We generated adjusted funds flow of $1.6 billion for 2023 compared to $1.2 billion for 2022. The $429.2 million increase in adjusted funds flow for 2023 is due to higher production from the Merger with Ranger which was partially offset by lower commodity prices and also resulted in a $370.7 million improvement in realized gains (losses) on financial derivatives.

We reported net loss of $233.4 million for 2023 compared to net income of $855.6 million for 2022. The decrease in net income for 2023 relative to 2022 is primarily a result of the $833.7 million impairment loss recorded in 2023 compared to the $267.7 million impairment reversal recorded in 2022 and a $460.9 million increase in depletion and depreciation expense as a result of the oil and gas properties acquired from Ranger. The decrease in net income was partially offset by a $329.3 million decrease in deferred income tax expense primarily related to the effects of the transaction structuring for the Merger.


Baytex Energy Corp.
2023 MD&A                                                     16

OTHER COMPREHENSIVE (LOSS) INCOME

Other comprehensive (loss) income is comprised of the foreign currency translation adjustment on U.S. net assets which is not recognized in net income or loss. The foreign currency translation loss of $65.3 million for 2023 relates to the change in value of our U.S. net assets and is due to the strengthening of the Canadian dollar relative to the U.S. dollar at December 31, 2023 compared to December 31, 2022 and June 20, 2023 when we completed the Merger with Ranger. The CAD/USD exchange rate was 1.3205 CAD/USD at December 31, 2023 compared to 1.32485 CAD/USD at June 20, 2023 and 1.3534 CAD/USD at December 31, 2022.

CAPITAL EXPENDITURES

Capital expenditures for the years ended December 31, 2023 and 2022 are summarized as follows.
Years Ended December 31
20232022
($ thousands)CanadaU.S.TotalCanadaU.S.Total
Drilling, completion and equipping$393,127 $492,030 $885,157 $321,836 $136,746 $458,582 
Facilities46,225 42,167 88,392 32,573 3,151 35,724 
Land, seismic and other23,846 15,392 39,238 26,393 843 27,236 
Exploration and development expenditures$463,198 $549,589 $1,012,787 $380,802 $140,740 $521,542 
Property acquisitions20,023 18,891 38,914 1,352 — 1,352 
Proceeds from dispositions$(160,256)$ $(160,256)$(25,649)$— $(25,649)

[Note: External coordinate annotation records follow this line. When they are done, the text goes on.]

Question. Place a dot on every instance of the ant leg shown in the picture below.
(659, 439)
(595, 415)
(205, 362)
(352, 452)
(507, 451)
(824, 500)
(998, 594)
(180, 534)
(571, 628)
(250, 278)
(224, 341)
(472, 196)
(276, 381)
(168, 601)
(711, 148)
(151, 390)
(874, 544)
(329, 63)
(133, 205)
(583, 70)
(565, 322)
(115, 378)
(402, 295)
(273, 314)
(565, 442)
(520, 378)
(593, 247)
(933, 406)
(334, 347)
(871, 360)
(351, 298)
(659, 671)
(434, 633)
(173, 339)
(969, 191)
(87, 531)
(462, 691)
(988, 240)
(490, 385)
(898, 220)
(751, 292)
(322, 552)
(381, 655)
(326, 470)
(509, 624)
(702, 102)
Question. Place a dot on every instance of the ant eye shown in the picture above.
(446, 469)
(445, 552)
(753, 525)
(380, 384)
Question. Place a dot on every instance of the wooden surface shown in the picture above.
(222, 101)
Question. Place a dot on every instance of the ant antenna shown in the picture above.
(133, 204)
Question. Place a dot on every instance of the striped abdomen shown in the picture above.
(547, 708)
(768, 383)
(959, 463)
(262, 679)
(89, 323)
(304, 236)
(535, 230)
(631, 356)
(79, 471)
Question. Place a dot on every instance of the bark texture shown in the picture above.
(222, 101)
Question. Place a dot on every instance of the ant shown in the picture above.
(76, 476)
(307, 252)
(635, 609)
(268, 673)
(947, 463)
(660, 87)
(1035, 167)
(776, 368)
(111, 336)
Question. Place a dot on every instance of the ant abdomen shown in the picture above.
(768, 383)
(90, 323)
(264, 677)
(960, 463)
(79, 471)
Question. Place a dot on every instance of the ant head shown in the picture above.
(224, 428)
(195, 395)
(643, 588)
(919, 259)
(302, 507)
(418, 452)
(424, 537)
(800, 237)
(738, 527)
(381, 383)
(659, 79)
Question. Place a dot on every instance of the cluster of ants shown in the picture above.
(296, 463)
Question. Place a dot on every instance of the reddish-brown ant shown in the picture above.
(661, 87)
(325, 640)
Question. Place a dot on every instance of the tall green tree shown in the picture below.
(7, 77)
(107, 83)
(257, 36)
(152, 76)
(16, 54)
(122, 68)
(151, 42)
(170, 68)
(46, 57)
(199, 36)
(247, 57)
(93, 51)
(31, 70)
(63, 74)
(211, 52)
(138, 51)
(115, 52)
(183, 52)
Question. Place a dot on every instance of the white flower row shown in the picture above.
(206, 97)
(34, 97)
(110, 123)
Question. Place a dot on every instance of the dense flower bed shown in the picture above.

Exploration and development expenditures were $1.0 billion for 2023 compared to $521.5 million for 2022. Exploration and development expenditures for 2023 reflect increased development activity in Canada along with development activity on the properties acquired from Ranger after the Merger closed on June 20, 2023.

In Canada, exploration and development expenditures were $463.2 million in 2023 which is $82.4 million higher than $380.8 million in 2022. Drilling and completion spending of $393.1 million in 2023 reflects higher light and heavy oil development activity relative to 2022 when we spent $321.8 million. We also invested $46.2 million on facilities, $23.8 million on land, seismic and other expenditures and completed a non-core property disposition of certain Viking assets for proceeds of $159.7 million, including closing adjustments.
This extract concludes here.